The three member panel said they considered the findings of that review and acknowledged The Star’s proposal was “located within a precinct which is evolving in terms of strategic context.”
“The commission takes the view that the outcomes of the Pyrmont review support an assessment of the application on merit against the existing statutory framework and strategic context of the area as opposed to a potential future context which at this stage is not yet known.”
City of Sydney Lord Mayor Clover Moore said the decision was “a win for the integrity of the planning system, for the community and for fairness.”

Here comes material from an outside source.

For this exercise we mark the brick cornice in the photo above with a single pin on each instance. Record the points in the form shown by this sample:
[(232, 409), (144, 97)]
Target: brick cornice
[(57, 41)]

“The casino proposed a tower eight times the height allowed by the planning controls, which would have included 35 storeys of luxury residential apartments on a site zoned for commercial activity as well as overshadowing public spaces and parkland.”
Proposed Star building a challenge for architect
An architect appointed to review the contentious proposal for a residential and hotel tower at the Star Casino in Sydney described the building as “challenging to the eye and the mind”.

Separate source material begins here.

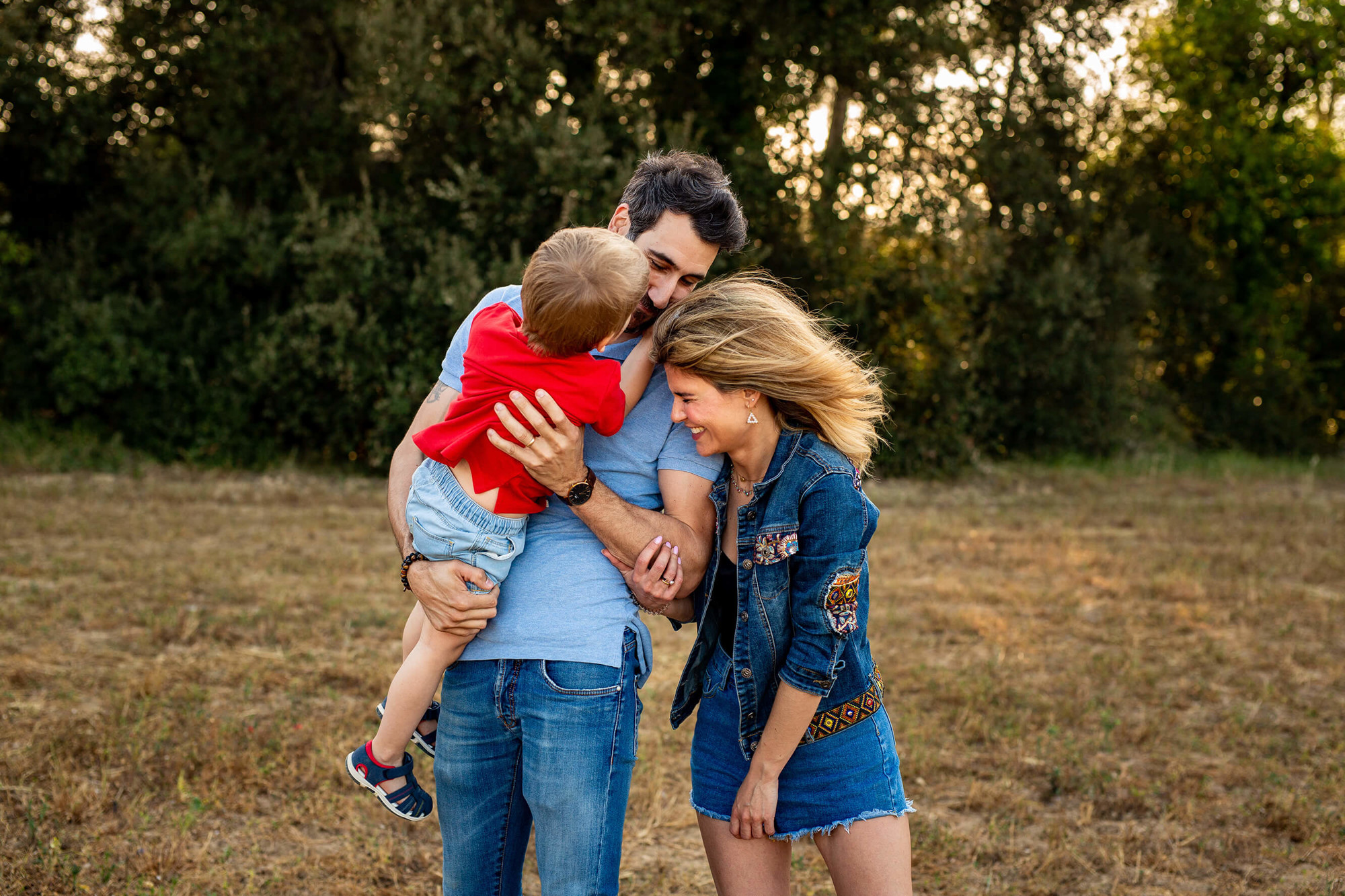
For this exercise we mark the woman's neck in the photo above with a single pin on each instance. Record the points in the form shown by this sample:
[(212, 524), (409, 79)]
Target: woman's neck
[(753, 459)]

Architecture AU reported in September the Department of Planning, Industry and Environment determined that the proposal should be refused planning permission in July 2019.
The proposed 237-metre-tall tower, designed by FJMT, was deemed to be “unduly prominent”, “over assertive” and “not in the public interest”.

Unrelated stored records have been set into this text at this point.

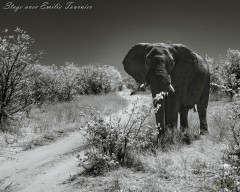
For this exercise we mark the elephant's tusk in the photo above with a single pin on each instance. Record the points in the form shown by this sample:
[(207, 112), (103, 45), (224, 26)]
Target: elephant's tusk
[(171, 88), (142, 86)]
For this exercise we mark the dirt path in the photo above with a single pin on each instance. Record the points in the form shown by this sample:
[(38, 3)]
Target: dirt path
[(46, 167), (43, 168)]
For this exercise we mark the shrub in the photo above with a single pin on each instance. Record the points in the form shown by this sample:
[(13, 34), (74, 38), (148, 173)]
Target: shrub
[(15, 64), (117, 139), (96, 79)]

The IPC appointed architect Yvonne von Hartel to peer review the previous assessment by Peter Webber, a former New South Wales government architect, with the aim of assessing “the robustness and validity of the independent assessment and design advice.”
Von Hartel was also tasked with reviewing a number of other peer reviews and assessments produced as part of the approvals process.
Von Hartel’s assessment is even more critical of the proposal than Webber’s assessment on a number of points.
“The built form of the proposed development is challenging to the eye and the mind; a tower that tapers inwards at its base is contrary to ‘common sense’; the eye expects a thickening at the base not a constriction,” she writes in a section on built form.
“The tower itself is not sleek – rather it is a combination of cylindrical and part of cylindrical forms which start and stop apparently randomly. The tower is striated – two horizontal breaks in regular floor to floor height and possible façade treatment (depending on the artistic licence shown in the renders).”
Von Hartel is also more critical of symbolic issues of the proposal.
“The proposed residential and hotel tower draw attention to the attached casino,” she said.
“If the development proceeds, it will be so much taller than any currently permissible development in the future and the singularity of a tower in Pyrmont and its disturbing built form will mark it as an intrusive object in the skyline.”
One issue Von Hartel takes with Webber’s report is its “limited” comments on the built form and the selection of the FJMT design over two others that were part of a design competition for the project.
“He suggests that the selected design is the best of the three competition designs and acknowledges that the preferred design is still problematic.
“He does not define why he thinks the selected design is the best of the three completed designs, suggesting only that it could be an elegant three-dimensional form when viewed as an isolated object, but not when placed in this location as it has no sympathy with its urban context.”